The High Cost of Imprisonment

A few years ago, a young friend of mine was sent to prison for a year because she tended a few marijuana plants at the home of a couple for whom she babysat. She was an accessory, said the county prosecutor.

This young woman--let's call her Sybill--had a baby and was struggling to make a living while going to school. She smoked a little grass on occasion (I thought she smoked too much, too often, but that's just me), but Sybill never hurt anybody, never stole anything, never even said a bad word about anything. She went to prison without a whimper and served every minute of the excessive sentence without complaint.

When she came out, she went to work and today she owns her own successful business. Prison didn't damage her outwardly (who knows what it did inside?), but it delayed her entry into the contributing portion of our society and it cost each of us a lot of money--and some humanity--to do that to her. If Sybill weren't so tough, so optimistic, so thoroughly courageous, she could have easily given up. Many do and it's a crime against humanity that we warehouse people who break minor rules with draconian jail sentences and don't even try to teach them anything while they are shunted away.

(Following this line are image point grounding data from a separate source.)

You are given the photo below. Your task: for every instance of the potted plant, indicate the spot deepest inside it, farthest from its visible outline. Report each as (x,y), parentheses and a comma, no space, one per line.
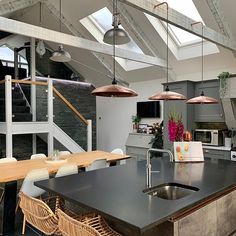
(223,77)
(135,119)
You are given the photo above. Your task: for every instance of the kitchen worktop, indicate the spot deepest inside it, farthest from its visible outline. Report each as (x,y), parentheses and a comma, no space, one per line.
(117,192)
(222,148)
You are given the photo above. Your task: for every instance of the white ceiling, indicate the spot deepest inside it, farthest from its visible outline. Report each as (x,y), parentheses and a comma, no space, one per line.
(74,10)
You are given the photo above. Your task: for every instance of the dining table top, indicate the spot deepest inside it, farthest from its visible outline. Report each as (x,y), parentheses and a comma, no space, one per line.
(18,170)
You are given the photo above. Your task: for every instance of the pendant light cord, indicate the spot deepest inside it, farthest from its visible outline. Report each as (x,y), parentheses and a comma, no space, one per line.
(114,46)
(202,94)
(167,42)
(60,13)
(40,13)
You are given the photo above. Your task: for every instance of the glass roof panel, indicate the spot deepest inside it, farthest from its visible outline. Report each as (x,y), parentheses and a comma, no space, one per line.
(187,8)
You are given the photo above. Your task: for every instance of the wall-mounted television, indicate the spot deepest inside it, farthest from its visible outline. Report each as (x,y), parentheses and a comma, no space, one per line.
(150,109)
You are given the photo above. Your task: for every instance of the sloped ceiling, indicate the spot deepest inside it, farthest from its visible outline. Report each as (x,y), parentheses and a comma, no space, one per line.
(74,10)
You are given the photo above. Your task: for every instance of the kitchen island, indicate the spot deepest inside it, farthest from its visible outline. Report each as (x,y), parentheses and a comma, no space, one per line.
(117,193)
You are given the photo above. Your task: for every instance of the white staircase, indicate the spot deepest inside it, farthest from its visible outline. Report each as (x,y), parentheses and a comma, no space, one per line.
(63,141)
(47,131)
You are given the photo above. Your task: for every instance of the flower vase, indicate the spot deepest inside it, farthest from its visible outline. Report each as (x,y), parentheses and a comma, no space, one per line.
(135,128)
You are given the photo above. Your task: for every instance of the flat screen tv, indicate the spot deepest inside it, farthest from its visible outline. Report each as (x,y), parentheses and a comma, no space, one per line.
(149,109)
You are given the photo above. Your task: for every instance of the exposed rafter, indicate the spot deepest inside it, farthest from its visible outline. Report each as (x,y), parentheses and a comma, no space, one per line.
(220,19)
(29,30)
(75,32)
(141,36)
(179,20)
(9,6)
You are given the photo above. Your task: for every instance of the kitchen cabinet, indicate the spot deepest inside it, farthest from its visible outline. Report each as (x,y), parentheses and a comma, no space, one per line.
(217,154)
(211,112)
(186,110)
(137,145)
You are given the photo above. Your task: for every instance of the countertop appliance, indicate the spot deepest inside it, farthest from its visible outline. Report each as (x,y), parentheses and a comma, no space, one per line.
(233,154)
(212,137)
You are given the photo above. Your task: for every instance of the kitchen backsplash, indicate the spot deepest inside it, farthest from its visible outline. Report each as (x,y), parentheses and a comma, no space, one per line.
(210,125)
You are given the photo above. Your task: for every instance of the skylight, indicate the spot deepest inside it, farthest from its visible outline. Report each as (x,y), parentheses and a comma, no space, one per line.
(7,54)
(187,8)
(101,21)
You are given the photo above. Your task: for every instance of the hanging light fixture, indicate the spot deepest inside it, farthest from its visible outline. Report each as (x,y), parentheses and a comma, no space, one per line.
(40,49)
(60,55)
(167,94)
(114,90)
(120,35)
(202,99)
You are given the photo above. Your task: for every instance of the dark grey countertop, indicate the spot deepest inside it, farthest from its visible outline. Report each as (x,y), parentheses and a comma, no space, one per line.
(117,192)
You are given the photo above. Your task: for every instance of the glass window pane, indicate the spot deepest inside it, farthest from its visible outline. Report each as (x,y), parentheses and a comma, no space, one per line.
(6,54)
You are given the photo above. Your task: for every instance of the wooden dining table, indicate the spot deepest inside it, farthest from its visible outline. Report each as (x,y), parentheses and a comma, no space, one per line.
(10,173)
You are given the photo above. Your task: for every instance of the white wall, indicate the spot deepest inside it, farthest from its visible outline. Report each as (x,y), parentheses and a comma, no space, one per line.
(114,115)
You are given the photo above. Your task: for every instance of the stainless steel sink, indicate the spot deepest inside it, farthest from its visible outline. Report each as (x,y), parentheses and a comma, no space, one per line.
(171,191)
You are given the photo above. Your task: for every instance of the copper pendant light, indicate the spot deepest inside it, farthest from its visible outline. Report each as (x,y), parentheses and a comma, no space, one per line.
(167,94)
(114,90)
(202,99)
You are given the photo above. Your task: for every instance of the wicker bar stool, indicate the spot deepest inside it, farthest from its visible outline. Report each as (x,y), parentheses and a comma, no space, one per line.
(84,225)
(38,214)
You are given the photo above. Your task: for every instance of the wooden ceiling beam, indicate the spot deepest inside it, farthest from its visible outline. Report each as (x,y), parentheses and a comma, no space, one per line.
(181,21)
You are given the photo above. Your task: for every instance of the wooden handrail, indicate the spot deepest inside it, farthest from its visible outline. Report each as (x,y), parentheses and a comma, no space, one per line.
(68,104)
(29,82)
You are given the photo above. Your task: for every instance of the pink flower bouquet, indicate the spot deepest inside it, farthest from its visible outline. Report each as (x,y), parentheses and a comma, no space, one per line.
(175,127)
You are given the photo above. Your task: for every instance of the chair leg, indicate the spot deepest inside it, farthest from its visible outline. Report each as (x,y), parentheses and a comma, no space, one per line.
(23,227)
(2,195)
(17,206)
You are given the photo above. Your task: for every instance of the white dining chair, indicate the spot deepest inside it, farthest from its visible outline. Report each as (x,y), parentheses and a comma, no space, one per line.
(62,153)
(28,186)
(68,169)
(97,164)
(120,152)
(5,160)
(38,156)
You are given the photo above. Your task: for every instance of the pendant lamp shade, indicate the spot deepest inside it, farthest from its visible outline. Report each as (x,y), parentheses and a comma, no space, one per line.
(120,35)
(60,55)
(40,49)
(167,94)
(202,99)
(114,90)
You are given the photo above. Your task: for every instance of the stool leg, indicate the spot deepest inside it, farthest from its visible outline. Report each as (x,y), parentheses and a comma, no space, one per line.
(23,227)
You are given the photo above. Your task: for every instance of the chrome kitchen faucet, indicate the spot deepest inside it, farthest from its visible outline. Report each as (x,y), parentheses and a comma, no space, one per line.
(149,166)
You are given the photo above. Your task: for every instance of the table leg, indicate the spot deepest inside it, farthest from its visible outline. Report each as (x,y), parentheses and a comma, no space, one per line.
(7,217)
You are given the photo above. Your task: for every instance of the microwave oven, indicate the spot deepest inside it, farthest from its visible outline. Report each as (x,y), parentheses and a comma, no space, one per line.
(209,136)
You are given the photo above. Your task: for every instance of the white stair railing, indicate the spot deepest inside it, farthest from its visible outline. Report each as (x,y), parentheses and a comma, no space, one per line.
(50,128)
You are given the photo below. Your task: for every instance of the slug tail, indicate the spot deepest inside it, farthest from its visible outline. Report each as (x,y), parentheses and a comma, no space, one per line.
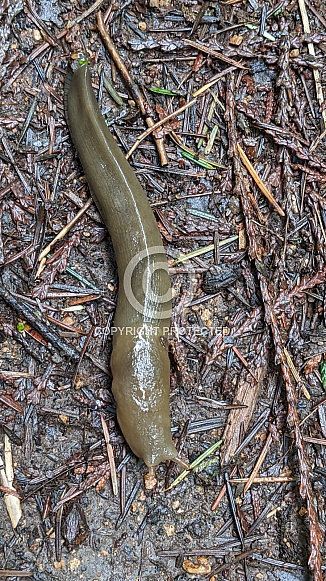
(181,463)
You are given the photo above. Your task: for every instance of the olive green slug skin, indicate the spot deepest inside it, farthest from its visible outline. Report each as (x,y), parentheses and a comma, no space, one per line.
(139,361)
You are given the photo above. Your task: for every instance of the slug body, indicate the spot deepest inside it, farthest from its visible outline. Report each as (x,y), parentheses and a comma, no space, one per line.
(139,361)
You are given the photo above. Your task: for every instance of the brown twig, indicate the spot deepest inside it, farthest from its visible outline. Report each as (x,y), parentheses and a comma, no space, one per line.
(131,85)
(157,125)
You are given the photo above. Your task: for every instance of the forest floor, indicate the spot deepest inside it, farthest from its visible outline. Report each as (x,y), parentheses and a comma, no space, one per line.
(236,181)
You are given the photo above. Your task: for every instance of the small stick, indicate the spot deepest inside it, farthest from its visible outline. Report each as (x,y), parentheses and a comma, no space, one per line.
(157,125)
(109,450)
(63,232)
(258,181)
(311,50)
(263,480)
(259,462)
(213,52)
(131,85)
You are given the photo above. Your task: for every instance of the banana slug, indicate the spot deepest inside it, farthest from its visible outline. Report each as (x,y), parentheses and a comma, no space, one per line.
(139,361)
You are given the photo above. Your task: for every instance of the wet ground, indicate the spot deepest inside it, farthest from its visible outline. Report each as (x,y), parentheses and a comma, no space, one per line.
(247,338)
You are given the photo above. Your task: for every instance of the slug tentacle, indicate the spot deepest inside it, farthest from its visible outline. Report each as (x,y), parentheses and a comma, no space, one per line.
(139,361)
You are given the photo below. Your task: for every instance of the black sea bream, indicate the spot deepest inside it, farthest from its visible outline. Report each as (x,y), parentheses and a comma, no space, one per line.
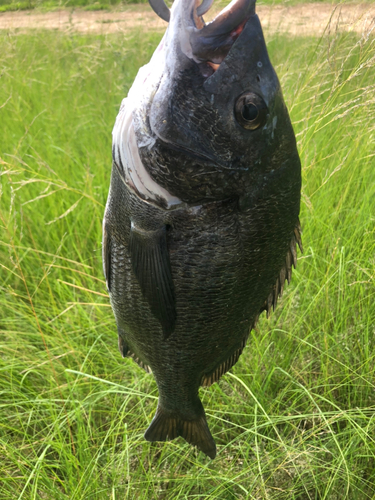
(201,223)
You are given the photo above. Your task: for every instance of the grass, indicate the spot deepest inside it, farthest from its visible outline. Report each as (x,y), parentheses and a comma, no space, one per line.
(15,5)
(294,419)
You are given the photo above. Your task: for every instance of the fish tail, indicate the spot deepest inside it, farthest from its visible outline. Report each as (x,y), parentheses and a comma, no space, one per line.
(166,426)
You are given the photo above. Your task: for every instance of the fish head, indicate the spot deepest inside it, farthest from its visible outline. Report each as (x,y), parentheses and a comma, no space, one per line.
(211,121)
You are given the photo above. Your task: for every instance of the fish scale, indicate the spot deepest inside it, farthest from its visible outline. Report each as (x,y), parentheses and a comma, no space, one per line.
(201,223)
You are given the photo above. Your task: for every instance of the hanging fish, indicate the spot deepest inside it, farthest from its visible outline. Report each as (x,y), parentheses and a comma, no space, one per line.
(201,222)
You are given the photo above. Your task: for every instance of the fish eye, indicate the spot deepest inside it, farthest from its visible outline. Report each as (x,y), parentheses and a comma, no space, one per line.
(250,111)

Virginia Sen. Jim Web wants to do something about that. He's taken up the cause of prison reform, the New York Times reports, because he sees the damage our current system has done and continues to do:
  • We have five percent of the world's population and a fourth of its prisoners.
  • According to the Washington Post, Virginia spends 60 percent as much on prisons as on education (thank you former Gov. George Allen).
  • Nationally, it costs more than $30,000 a year to house a federal prisoner for a year.
  • The average cost of a private college in 2008-2009, according to the College Board, is $25,143 a year; a public education costs $6,585 (that's more than four prisoners).
  • States spend $50 billion a year, the feds $5 billion more.
Basically, the simple math tells us something important: it's cheaper to educate people than to imprison them. Much cheaper. Educated people contribute. Imprisoned people soak up resources and result in higher taxes for the rest of us. All those prisons George Allen overbuilt when he was governor would have been far better had they been community college expansions, trade schools, specialty high schools for those who don't do well in traditional institutions. But most prisons don't even bother with educational components, save for making license plates, and how much demand is there for that skill on the outside?

Webb is a Southern conservative Democrat who has gained quite a bit of respect in his brief time in Congress (replacing George Allen, it might be noted) and my suspicion is that only a conservative can help turn around this disastrous public policy. The whole bogus notion of being "tough on crime" by sending more people to lockup has been disproved as an effective weapon time after time, but politicians are terrified to do anything but play to negative emotion. It's time they started working toward the bottom line on this one: an educated population doesn't commit all those crimes, minor or major.